Vertice in Prefettura per arginare bullismo, droga e devianza negli istituti della provincia.
Arriva "Youngle", il gruppo WhatsApp anonimo per chiedere aiuto. Sensori e telecamere contro lo spaccio.
di Pasqualino Trubia
Oristano – La scuola non può essere lasciata sola a gestire la trincea del disagio giovanile. È questo il principio che ha mosso stamane il Prefetto di Oristano, Salvatore Angieri, a convocare d'urgenza il Comitato Provinciale per l'Ordine e la Sicurezza Pubblica. Un vertice allargato, che ha visto seduti allo stesso tavolo Forze dell'Ordine, Sindaci, vertici dell'Asl e Dirigenti scolastici di tutta la provincia.
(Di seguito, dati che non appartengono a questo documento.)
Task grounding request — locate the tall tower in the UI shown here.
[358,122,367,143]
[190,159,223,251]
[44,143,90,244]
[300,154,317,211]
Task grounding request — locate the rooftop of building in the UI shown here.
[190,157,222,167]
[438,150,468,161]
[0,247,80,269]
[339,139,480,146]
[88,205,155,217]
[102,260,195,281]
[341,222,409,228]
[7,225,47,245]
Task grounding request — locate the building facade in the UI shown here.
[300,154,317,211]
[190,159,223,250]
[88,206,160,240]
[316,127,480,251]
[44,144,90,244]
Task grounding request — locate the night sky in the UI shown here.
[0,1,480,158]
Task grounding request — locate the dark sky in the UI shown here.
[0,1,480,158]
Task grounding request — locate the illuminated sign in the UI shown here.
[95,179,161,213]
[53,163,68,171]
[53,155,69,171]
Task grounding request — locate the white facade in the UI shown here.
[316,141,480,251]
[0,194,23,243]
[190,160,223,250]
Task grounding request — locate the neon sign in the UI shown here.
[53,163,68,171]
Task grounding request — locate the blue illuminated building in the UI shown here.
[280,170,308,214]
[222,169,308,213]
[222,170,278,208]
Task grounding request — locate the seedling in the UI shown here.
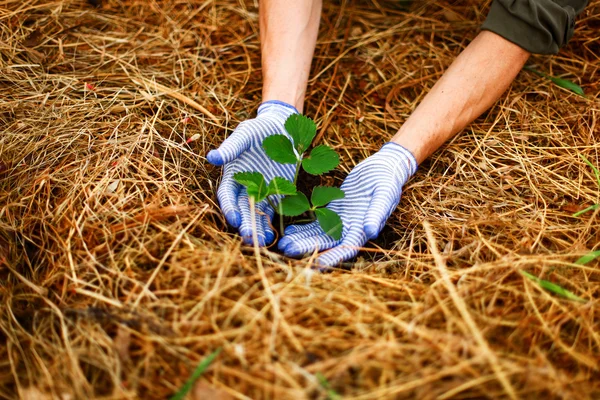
[233,114,344,240]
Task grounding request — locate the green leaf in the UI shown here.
[523,66,585,97]
[233,172,267,203]
[278,192,310,217]
[302,144,340,175]
[548,76,585,97]
[575,250,600,265]
[519,271,587,303]
[573,204,600,217]
[310,186,345,207]
[315,208,344,240]
[579,154,600,188]
[263,135,298,164]
[285,114,317,154]
[267,176,297,196]
[170,348,221,400]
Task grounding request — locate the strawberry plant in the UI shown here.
[234,114,344,240]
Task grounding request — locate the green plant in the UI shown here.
[170,348,221,400]
[519,271,586,303]
[573,154,600,265]
[523,65,585,97]
[233,114,344,240]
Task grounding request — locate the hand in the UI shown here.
[206,101,297,246]
[278,142,417,267]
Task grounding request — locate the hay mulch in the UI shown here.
[0,0,600,399]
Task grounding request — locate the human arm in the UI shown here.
[392,31,530,164]
[279,31,530,268]
[207,0,321,246]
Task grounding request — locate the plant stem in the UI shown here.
[294,159,302,185]
[267,196,279,210]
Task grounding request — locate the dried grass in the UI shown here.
[0,0,600,399]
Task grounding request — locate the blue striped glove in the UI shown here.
[278,142,417,268]
[206,100,298,246]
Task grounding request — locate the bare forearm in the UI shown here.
[259,0,321,112]
[392,31,530,163]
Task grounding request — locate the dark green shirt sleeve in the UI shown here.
[481,0,588,54]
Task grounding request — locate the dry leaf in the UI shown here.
[190,381,234,400]
[113,325,131,362]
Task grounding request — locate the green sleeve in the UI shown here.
[481,0,588,54]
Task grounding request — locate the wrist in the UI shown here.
[258,100,300,114]
[256,100,298,123]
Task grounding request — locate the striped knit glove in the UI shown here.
[206,100,298,246]
[278,142,417,268]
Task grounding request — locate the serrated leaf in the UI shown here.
[262,135,298,164]
[267,176,297,196]
[302,144,340,175]
[278,192,310,217]
[170,348,221,400]
[519,271,587,303]
[524,66,585,97]
[575,250,600,265]
[285,114,317,154]
[315,208,344,240]
[310,186,345,207]
[233,172,267,203]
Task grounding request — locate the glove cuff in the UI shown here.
[379,142,419,182]
[257,100,300,118]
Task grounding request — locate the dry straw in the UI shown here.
[0,0,600,399]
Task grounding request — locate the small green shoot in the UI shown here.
[233,172,268,203]
[302,144,340,175]
[285,114,317,154]
[523,66,585,97]
[233,114,344,240]
[280,186,344,240]
[263,135,298,164]
[315,372,342,400]
[170,348,221,400]
[519,271,587,303]
[281,192,310,217]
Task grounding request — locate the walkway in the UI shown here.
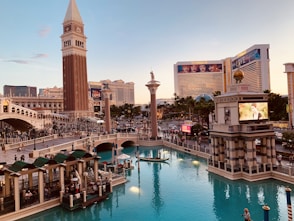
[0,137,79,164]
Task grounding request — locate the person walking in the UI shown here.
[243,208,251,221]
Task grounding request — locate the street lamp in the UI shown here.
[5,127,8,144]
[33,129,36,150]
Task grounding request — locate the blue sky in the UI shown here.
[0,0,294,104]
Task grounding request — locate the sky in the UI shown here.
[0,0,294,104]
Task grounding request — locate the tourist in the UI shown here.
[243,208,251,221]
[251,103,262,120]
[277,154,283,166]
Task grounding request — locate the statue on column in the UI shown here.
[150,71,154,81]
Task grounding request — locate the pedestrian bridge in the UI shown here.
[27,133,144,158]
[0,98,66,131]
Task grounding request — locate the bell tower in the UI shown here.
[61,0,89,118]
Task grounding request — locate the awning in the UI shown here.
[8,161,35,172]
[71,150,92,159]
[53,153,68,163]
[116,153,130,160]
[33,157,49,167]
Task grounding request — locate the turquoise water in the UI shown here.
[22,147,293,221]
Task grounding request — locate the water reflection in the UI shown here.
[23,147,294,221]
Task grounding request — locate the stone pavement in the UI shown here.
[0,137,78,164]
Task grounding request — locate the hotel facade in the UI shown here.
[174,44,270,97]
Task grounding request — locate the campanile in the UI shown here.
[61,0,89,118]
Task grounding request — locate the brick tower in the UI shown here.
[61,0,89,118]
[146,72,160,139]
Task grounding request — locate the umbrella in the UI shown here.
[117,153,130,160]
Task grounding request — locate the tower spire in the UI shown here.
[63,0,83,23]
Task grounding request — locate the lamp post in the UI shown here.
[5,127,8,144]
[33,129,36,150]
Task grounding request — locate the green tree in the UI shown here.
[282,131,294,153]
[264,90,289,121]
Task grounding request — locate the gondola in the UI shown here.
[137,157,169,162]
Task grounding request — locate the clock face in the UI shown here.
[76,27,82,33]
[64,26,70,32]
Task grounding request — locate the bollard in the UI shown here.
[69,195,73,208]
[262,205,270,221]
[83,190,87,203]
[98,183,102,196]
[285,187,292,221]
[0,197,4,211]
[109,179,113,193]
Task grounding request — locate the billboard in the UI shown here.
[232,49,260,69]
[181,124,192,134]
[239,102,268,122]
[91,88,101,100]
[178,64,223,73]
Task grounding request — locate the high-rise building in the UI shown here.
[174,44,270,97]
[231,44,270,92]
[3,85,37,97]
[284,63,294,128]
[61,0,90,118]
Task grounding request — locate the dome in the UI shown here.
[195,94,213,102]
[234,68,244,83]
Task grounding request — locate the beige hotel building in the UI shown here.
[174,44,270,97]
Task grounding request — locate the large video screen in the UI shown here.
[181,124,192,134]
[178,64,223,73]
[91,88,101,100]
[239,102,268,121]
[232,49,260,70]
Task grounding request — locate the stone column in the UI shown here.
[93,157,100,181]
[4,170,11,196]
[28,173,33,189]
[102,86,111,134]
[59,164,65,191]
[38,169,46,203]
[11,173,20,211]
[146,72,160,139]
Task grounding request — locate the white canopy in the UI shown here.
[117,153,130,160]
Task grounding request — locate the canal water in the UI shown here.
[21,147,294,221]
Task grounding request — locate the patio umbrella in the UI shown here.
[117,153,130,160]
L'obiettivo è tradurre in azioni concrete la recente direttiva congiunta dei Ministeri dell'Interno e dell'Istruzione: arginare la devianza minorile prima che si trasformi in cronaca nera.
Il rappresentante del Governo ha dettato la linea, chiedendo un cambio di passo nel metodo di intervento:
«È fondamentale fare prevenzione rafforzando la collaborazione in rete tra istituzioni, scuola, servizi socio-sanitari, famiglie e Forze dell’Ordine per intercettare precocemente le situazioni di difficoltà. L’obiettivo è incrementare gli spazi di ascolto e dialogo con le famiglie, con i giovani e tra i giovani, promuovendo al contempo iniziative educative, culturali e sportive – come laboratori musicali, di fotografia, attività sportive e progetti creativi – che favoriscano la socializzazione e il senso di fare squadra, nel segno della legalità, del rispetto e della responsabilità».
Il vertice è servito a fare la mappatura degli strumenti già in campo. La novità più tecnologica arriva dall'Azienda Sanitaria Locale (ASL), che sta lavorando per aderire al programma nazionale "Youngle". Youngle è un servizio di ascolto e counseling pensato per gli adolescenti. Funziona attraverso un gruppo WhatsApp dedicato: i ragazzi dai 14 ai 25 anni possono scrivere in totale anonimato per raccontare i propri problemi (dal bullismo alle dipendenze, fino alle crisi familiari) e ricevere supporto psicologico immediato da parte di coetanei formati e professionisti.
Oltre alla chat, l'ASL potenzierà i Consultori fisici con l'apertura di uno "Spazio Giovani" fisso nelle sedi principali e di uno "Spazio Itinerante" per raggiungere i paesi più isolati della provincia.
La Provincia ha invece illustrato i risultati del progetto “Disperdiamoci II – Nodi di futuro”, un modello di governance territoriale che unisce enti locali, scuole e terzo settore per recuperare i ragazzi che abbandonano gli studi.
Ma la prevenzione passa anche per il controllo fisico del territorio. Il Prefetto Angieri ha esortato i presidi a denunciare tempestivamente ogni episodio di illegalità (dal cyberbullismo ai furti) per permettere interventi mirati delle Forze di polizia.
Confermata, inoltre, la presenza ciclica delle unità cinofile fuori dai cancelli scolastici per reprimere lo spaccio di stupefacenti. Infine, un appello diretto ai Sindaci: serve accelerare sull'installazione di sistemi di videosorveglianza (le cosiddette difese passive) a tutela degli edifici scolastici.
Per monitorare i progressi di questa rete, è stato istituito un tavolo tecnico permanente coordinato dalla stessa Prefettura.